La Iglesia como pueblo de Dios está llamada a vivir la
unidad. Desde siempre la tensión entre vivir la comunión y comprender la
diversidad ha sido un reto de primera magnitud en la historia de la
Iglesia, que ha llevado en ocasiones a rupturas significativas.
San Pablo exhortaba a la comunidad de Corinto con estas
palabras: "Os ruego, hermanos en el nombre de Cristo Jesús, nuestro Señor,
que os pongáis de acuerdo y que no haya divisiones entre vosotros. Vivid
unidos en el mismo pensar y sentir" (1 Cor 1,10). Y, precisamente, estas
palabras resuenan con fuerza en este nuevo milenio.
La crucifixión de Cristo alcanza a todos los hombres y
el símil del cuerpo humano sirve a San Pablo para subrayar la unidad del
Cuerpo de Cristo, la Iglesia: "del mismo modo que el cuerpo es uno y tiene
muchos miembros, y todos ellos, aún siendo muchos, forman un solo cuerpo,
así también Cristo... Vosotros sois el Cuerpo de Cristo y cada uno en
particular es parte de él" (1 Cor 12,12.27).
Los cristianos debemos vivir unidos, aunque la unión no
quiere decir uniformidad. La unión tiene que ser de corazones y de
espíritu. Deben aunarse el amor a Dios, el Dios manifestado en Jesucristo,
y el amor a los hermanos.
La gran pregunta que muchos creyentes católicos se
hacen hoy es ¿cómo vivir unidos en un mismo espíritu, subrayando la
posibilidad de diversidad de opiniones?, ¿cómo ser uno en Cristo Jesús
crucificado cuando tantas opiniones nos separan y tantas cosmovisiones se
cruzan entre nosotros como un muro "insalvable"?
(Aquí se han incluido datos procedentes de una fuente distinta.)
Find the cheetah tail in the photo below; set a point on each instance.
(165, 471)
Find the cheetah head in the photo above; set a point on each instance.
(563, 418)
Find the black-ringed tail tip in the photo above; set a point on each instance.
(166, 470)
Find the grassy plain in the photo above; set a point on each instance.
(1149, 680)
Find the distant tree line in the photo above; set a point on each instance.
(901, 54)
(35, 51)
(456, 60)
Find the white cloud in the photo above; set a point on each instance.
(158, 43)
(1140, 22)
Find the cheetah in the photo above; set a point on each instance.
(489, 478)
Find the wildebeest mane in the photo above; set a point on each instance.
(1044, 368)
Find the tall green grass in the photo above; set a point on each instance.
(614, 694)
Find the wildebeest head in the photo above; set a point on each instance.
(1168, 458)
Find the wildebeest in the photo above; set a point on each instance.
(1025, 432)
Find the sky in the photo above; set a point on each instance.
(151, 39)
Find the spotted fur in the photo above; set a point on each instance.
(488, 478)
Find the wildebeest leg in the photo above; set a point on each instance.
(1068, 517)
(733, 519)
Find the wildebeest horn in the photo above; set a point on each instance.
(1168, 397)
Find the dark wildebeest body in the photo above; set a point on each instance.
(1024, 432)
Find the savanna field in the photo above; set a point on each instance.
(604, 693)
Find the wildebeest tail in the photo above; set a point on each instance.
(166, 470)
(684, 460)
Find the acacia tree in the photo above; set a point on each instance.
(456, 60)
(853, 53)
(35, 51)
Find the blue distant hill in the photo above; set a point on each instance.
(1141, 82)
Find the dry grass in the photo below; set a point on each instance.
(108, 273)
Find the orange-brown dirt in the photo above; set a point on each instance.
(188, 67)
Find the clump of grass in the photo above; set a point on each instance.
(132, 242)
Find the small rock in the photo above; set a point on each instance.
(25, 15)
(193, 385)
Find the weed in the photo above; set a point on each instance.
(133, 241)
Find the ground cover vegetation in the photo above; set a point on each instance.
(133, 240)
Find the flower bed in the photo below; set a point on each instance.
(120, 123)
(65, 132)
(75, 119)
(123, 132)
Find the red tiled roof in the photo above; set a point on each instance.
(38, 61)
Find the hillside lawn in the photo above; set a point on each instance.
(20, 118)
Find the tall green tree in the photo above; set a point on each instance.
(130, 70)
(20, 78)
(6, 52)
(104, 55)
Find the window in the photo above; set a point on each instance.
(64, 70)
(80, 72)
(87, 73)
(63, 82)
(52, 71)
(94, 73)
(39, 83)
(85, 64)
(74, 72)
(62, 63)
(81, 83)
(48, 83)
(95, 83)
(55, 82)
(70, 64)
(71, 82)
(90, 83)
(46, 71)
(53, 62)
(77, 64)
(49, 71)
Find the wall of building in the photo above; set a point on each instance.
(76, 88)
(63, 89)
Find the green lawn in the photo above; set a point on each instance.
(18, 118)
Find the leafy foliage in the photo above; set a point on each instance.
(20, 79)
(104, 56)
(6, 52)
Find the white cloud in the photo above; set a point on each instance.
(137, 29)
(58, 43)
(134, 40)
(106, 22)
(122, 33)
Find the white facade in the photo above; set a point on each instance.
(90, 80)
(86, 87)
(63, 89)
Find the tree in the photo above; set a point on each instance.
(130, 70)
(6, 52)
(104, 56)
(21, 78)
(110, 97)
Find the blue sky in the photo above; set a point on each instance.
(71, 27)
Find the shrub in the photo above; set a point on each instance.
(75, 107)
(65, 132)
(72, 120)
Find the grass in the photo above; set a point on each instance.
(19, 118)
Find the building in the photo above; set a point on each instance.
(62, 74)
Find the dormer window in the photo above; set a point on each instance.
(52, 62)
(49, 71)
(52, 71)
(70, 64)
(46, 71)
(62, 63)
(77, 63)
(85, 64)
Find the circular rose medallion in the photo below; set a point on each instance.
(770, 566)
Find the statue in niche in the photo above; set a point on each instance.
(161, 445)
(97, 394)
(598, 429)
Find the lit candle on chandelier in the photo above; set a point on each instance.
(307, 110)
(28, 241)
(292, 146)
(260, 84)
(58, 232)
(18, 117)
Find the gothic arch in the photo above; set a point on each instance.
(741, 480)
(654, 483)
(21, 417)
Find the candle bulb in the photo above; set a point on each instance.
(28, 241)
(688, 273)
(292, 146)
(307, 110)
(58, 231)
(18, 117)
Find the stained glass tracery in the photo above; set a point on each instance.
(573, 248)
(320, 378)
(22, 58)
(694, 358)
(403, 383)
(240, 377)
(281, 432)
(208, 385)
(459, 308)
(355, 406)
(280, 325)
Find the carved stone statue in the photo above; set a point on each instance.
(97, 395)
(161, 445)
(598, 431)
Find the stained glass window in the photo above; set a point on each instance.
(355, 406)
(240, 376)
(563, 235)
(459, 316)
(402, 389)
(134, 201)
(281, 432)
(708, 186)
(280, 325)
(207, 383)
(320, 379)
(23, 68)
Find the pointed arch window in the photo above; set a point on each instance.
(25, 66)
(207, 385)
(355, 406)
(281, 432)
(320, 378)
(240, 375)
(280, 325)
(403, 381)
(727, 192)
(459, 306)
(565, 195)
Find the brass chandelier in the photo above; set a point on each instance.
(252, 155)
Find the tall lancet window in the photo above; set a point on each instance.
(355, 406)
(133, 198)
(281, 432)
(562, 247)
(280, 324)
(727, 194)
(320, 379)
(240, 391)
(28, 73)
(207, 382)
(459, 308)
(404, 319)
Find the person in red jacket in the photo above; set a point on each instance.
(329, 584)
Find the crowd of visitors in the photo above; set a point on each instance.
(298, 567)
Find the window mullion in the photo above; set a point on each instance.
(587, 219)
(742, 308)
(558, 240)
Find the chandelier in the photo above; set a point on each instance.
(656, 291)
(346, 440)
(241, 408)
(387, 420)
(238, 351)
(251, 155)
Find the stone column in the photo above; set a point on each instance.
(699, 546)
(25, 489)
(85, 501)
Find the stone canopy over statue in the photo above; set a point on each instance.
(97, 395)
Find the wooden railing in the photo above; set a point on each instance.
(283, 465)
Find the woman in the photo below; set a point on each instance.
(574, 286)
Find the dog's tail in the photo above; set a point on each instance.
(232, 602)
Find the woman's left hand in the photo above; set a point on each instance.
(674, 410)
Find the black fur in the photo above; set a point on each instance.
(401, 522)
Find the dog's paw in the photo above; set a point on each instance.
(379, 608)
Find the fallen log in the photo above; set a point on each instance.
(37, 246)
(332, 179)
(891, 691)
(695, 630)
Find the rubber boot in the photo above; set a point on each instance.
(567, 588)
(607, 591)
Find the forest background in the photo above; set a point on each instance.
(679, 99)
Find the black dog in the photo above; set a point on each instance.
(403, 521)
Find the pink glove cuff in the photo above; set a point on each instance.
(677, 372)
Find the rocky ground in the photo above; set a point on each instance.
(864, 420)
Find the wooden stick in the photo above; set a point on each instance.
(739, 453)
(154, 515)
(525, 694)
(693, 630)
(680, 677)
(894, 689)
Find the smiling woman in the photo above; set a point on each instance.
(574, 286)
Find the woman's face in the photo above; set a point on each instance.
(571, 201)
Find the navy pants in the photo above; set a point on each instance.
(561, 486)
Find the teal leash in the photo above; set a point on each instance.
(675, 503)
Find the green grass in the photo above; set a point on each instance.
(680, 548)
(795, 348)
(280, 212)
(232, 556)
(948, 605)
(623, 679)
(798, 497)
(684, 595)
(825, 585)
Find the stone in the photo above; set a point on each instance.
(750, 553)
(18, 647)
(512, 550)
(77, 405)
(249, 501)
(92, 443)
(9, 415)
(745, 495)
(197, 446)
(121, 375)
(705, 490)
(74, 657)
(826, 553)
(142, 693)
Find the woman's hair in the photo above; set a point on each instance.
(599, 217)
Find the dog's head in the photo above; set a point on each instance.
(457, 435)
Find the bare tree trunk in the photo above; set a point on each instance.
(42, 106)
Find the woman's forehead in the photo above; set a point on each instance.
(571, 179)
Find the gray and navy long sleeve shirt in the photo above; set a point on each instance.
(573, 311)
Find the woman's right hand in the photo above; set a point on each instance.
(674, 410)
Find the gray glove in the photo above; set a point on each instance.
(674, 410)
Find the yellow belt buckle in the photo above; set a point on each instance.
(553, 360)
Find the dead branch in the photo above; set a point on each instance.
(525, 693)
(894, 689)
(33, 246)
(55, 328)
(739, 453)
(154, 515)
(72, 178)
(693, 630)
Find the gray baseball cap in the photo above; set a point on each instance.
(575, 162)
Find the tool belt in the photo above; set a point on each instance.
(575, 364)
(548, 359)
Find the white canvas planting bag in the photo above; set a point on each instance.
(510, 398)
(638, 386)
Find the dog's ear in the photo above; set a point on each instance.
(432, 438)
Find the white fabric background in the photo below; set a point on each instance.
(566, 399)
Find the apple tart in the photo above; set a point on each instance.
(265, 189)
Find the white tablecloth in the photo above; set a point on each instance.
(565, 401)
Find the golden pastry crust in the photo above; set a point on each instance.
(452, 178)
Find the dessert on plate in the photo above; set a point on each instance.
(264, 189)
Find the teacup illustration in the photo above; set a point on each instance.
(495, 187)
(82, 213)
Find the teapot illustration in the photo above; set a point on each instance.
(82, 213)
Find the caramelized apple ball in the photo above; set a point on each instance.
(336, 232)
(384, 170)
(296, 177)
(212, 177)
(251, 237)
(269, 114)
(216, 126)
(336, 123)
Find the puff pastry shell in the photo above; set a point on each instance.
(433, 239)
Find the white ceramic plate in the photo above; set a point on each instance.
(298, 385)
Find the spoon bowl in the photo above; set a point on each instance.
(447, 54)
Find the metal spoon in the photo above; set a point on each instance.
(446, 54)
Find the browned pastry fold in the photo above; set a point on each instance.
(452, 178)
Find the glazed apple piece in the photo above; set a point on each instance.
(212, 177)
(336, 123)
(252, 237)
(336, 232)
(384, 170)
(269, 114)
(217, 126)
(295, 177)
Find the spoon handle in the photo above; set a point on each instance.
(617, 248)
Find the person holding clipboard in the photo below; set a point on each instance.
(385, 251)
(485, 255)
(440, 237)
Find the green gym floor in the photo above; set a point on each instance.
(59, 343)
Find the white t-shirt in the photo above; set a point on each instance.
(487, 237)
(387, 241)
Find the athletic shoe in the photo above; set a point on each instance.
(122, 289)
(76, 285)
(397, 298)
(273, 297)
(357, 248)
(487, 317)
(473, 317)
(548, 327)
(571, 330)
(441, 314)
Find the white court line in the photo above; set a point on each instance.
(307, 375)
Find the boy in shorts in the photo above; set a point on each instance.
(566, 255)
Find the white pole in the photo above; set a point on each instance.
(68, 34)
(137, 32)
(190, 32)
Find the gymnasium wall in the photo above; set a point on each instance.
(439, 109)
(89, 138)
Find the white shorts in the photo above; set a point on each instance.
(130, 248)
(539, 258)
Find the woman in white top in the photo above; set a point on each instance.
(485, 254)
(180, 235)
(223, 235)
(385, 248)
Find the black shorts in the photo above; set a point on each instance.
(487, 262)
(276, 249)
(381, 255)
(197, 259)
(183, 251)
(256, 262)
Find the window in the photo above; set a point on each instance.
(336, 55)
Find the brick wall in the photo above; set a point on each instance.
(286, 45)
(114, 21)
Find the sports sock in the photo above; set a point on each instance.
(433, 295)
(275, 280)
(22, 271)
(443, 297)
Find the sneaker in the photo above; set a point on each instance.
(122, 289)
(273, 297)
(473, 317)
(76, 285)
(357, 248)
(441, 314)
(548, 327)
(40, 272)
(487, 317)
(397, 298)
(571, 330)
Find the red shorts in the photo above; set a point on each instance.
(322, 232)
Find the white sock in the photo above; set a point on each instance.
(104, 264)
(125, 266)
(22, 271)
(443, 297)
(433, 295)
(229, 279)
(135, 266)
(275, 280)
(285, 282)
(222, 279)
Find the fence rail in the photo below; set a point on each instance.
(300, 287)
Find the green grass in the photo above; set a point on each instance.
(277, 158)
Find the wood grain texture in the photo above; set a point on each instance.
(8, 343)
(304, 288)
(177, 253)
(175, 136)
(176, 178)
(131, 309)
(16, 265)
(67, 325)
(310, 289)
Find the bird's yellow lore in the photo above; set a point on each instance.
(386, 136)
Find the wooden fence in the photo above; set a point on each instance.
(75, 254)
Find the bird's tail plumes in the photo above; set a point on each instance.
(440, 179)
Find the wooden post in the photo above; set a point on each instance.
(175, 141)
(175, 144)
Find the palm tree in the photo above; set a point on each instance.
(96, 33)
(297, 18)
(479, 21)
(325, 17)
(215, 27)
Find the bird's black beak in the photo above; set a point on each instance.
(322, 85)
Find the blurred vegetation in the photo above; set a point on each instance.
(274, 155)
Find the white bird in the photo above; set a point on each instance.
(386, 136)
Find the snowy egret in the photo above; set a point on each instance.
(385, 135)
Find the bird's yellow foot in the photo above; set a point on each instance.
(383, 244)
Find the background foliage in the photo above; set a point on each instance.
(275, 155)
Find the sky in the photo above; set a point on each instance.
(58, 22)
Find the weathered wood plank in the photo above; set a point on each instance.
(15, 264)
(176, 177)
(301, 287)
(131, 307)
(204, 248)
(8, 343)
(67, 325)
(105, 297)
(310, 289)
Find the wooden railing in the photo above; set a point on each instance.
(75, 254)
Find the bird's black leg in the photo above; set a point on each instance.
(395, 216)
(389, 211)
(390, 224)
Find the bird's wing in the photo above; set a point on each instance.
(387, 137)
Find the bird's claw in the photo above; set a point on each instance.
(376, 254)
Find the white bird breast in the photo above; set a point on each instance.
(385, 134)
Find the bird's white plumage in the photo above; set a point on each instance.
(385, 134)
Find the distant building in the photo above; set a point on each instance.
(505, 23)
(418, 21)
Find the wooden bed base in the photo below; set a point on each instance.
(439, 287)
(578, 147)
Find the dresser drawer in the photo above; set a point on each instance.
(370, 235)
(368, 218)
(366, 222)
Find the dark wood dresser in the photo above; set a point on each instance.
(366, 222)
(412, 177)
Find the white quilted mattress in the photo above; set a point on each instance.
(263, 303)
En esta época de división y confusión de grupos
dispares dentro y fuera de la Iglesia que aspiran a tener la última
respuesta, de una realidad eclesial de división entre Iglesias cristianas
y grupos enfrentados ideológicamente, la llamada a la unidad constituye
una exigencia de primera magnitud y un reclamo para la Iglesia de este
tiempo.
Bueno sería escribir en las paredes de nuestra casa la
norma de San Agustín de Hipona, en el siglo IV, señalaba a la Iglesia: “en
lo necesario, unidad; en lo opinable, libertad; en todo, caridad”.